Have you ever wondered how the mouse you use every day works?

Let’s find out!

What Do Computer Mouses Do? 

A computer mouse is a tool for graphical user interfaces that controls the cursor. It can move, select, point, and be used for other things.


Douglas Engelbart invented the first computer mouse in the early 1960s. At that time, he was the head of Stanford Research Institute’s (SRI) Augmentation Research Center in Menlo Park, California.

The mouse was only a small component of a much broader research program that was initiated in 1962 with the intention of improving human intelligence.

By the time Engelbart created the mouse, he had already been looking into methods to help people become better at solving complex issues for about a decade.

After having the concept, Engelbart hired Bill English, who was already employed by SRI in another lab, to develop the hardware. Later, Jeff Rulifson joined the team, greatly improving the software’s overall quality.

Doug Engelbart and Bill English envisioned the use of computer-aided working stations to support problem-solvers in their attempts. They needed to be able to manipulate information displays by moving a pointer around the screen using a device.

The light pen, joysticks, and other gadgets were among the ones that were being used at the time or were being evaluated for use. The greatest and most effective gadget, however, was what Engelbart and English were searching for.

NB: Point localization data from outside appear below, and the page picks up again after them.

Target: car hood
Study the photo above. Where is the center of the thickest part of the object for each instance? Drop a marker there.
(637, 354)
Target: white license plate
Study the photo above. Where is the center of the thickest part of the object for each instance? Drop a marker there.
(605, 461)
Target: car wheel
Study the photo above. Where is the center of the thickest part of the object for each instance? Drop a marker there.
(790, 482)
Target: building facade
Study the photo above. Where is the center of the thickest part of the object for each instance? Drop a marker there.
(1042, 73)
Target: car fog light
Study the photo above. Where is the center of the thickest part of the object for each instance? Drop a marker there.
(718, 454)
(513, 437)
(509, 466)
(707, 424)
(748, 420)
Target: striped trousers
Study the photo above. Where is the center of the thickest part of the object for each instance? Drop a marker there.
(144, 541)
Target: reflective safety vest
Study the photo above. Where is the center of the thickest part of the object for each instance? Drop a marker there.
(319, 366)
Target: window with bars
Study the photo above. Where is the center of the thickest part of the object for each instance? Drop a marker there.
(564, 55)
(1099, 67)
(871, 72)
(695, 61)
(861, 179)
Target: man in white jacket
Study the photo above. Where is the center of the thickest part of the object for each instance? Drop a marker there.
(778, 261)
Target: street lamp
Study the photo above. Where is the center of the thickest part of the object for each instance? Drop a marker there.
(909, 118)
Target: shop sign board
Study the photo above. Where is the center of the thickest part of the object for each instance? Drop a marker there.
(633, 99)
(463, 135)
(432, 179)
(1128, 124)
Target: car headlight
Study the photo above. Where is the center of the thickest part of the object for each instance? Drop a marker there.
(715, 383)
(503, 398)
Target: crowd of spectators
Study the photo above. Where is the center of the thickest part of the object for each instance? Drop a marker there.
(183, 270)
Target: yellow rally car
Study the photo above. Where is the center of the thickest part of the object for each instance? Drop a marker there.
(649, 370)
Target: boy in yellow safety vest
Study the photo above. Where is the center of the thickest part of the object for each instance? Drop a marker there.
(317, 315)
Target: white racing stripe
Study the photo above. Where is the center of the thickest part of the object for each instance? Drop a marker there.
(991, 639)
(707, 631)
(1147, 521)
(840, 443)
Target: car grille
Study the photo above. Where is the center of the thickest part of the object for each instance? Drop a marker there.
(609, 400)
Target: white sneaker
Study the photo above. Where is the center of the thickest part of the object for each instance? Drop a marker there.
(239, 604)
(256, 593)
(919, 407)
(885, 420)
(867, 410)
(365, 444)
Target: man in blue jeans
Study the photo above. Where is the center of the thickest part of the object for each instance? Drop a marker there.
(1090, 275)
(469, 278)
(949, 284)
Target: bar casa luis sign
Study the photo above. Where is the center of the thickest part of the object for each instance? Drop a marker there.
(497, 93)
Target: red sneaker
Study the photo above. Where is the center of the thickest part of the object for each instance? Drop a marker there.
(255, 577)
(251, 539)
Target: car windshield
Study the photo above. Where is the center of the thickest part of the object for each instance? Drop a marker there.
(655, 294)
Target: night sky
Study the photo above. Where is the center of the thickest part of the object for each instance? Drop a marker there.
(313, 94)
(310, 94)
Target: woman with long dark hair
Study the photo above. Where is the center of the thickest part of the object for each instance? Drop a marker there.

The first computer mouse prototype was created in 1964 for use with a graphical user interface (GUI), or “windows”. And it cost $300 to buy at that time, which is equal to $2,866 in 2022, adjusted for inflation.

They approached NASA in 1966, and with NASA money, the team created several tasks and timed volunteers performing them while using different equipment. For instance, the computer may produce a pointer in one location and an item at a random location on the screen. The amount of time it took users to move the pointer to the item was timed.

It wasn’t long before it was obvious that the mouse was superior to the others. By continually asking the user to pick up the pointer and reach all the way to the screen, devices like the light pen just require too much time.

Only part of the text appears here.